Ce film japonais d’anticipation imagine une société qui décide de se débarrasser légalement, et de manière industrielle, des plus de 75 ans.

Le film s’ouvre sur un bain de sang : 19 résidents d’un foyer pour handicapés assassinés sauvagement en 2016 par un jeune homme qui voulait débarrasser le Japon de ces personnes “inutiles”. La suite du film est beaucoup plus feutrée mais pas moins violente. Dans un futur proche, le gouvernement japonais décide de régler le problème du vieillissement de sa population en votant une loi autorisant l’élimination volontaire des seniors, jugés inutiles et considérés comme une charge pour la société. Ce projet baptisé “Plan 75”, vendu comme un “droit à l’euthanasie”, est basé sur le volontariat.
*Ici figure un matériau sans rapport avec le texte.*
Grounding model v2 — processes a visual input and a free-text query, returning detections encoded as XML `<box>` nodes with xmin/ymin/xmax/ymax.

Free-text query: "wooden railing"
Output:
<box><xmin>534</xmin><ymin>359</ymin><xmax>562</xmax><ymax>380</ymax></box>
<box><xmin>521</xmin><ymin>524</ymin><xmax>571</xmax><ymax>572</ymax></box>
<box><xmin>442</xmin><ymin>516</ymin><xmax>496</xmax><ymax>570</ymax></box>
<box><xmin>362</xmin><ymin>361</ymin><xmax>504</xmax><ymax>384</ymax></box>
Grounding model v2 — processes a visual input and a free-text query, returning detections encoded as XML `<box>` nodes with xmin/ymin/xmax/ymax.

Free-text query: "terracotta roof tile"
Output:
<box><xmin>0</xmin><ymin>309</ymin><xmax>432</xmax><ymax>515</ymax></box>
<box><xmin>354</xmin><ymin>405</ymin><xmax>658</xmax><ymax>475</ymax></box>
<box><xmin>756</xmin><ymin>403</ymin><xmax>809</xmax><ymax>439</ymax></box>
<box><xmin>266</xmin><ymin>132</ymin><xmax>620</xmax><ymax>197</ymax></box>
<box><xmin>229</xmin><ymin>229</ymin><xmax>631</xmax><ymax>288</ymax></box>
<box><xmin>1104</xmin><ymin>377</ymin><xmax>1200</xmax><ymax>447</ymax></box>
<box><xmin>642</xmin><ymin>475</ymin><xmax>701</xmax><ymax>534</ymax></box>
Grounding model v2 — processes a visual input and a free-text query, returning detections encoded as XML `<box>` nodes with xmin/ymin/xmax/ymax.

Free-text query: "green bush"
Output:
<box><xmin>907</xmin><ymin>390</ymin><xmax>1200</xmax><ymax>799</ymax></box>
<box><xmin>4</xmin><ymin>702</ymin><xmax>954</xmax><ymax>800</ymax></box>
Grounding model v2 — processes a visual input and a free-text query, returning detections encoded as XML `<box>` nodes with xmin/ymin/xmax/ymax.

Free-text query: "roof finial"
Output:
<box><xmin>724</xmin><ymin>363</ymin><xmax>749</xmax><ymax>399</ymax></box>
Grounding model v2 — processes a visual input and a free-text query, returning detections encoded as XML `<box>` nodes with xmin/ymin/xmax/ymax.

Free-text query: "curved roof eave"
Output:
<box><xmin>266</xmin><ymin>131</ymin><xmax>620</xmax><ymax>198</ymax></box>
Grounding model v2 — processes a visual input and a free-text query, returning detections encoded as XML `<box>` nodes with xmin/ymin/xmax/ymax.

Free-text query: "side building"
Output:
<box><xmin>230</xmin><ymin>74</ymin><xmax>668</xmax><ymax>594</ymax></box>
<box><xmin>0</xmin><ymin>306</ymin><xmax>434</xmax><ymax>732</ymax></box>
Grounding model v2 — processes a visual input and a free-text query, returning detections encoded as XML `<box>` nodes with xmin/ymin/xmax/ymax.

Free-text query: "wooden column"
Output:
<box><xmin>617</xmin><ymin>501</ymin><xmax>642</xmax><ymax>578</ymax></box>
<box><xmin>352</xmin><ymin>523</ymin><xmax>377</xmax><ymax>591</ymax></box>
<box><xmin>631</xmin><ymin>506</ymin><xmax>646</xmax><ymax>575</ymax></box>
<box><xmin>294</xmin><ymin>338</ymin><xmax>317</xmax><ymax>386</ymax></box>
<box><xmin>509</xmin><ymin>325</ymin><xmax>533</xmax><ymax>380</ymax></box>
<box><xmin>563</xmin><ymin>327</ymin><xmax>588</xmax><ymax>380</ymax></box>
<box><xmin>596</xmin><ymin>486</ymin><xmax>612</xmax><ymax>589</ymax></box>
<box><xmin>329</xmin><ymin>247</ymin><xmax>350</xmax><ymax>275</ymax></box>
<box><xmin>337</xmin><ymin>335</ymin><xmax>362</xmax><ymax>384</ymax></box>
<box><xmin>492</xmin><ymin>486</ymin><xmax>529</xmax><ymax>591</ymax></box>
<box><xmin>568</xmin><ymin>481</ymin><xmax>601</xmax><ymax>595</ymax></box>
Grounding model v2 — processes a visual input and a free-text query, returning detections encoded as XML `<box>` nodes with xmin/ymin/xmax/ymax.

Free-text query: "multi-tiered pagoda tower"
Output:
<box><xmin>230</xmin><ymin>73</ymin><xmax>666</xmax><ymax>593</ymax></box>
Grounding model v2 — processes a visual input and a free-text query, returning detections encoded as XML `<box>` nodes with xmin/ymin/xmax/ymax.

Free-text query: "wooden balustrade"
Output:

Souvent en difficulté financière, isolés, avec de faibles revenus, les personnes âgées se laissent convaincre par des agents dépêchés aux quatre coins du pays pour recruter les candidats au suicide. On leur propose de l’argent et un accompagnement logistique et humain pour mettre fin à leurs jours.

Le film montre comment les anciens sont ostracisés, isolés, et souvent plongés dans la misère, faute de pension de retraite, et comment la honte les empêche de réclamer l’aide sociale.

Un film d’anticipation ?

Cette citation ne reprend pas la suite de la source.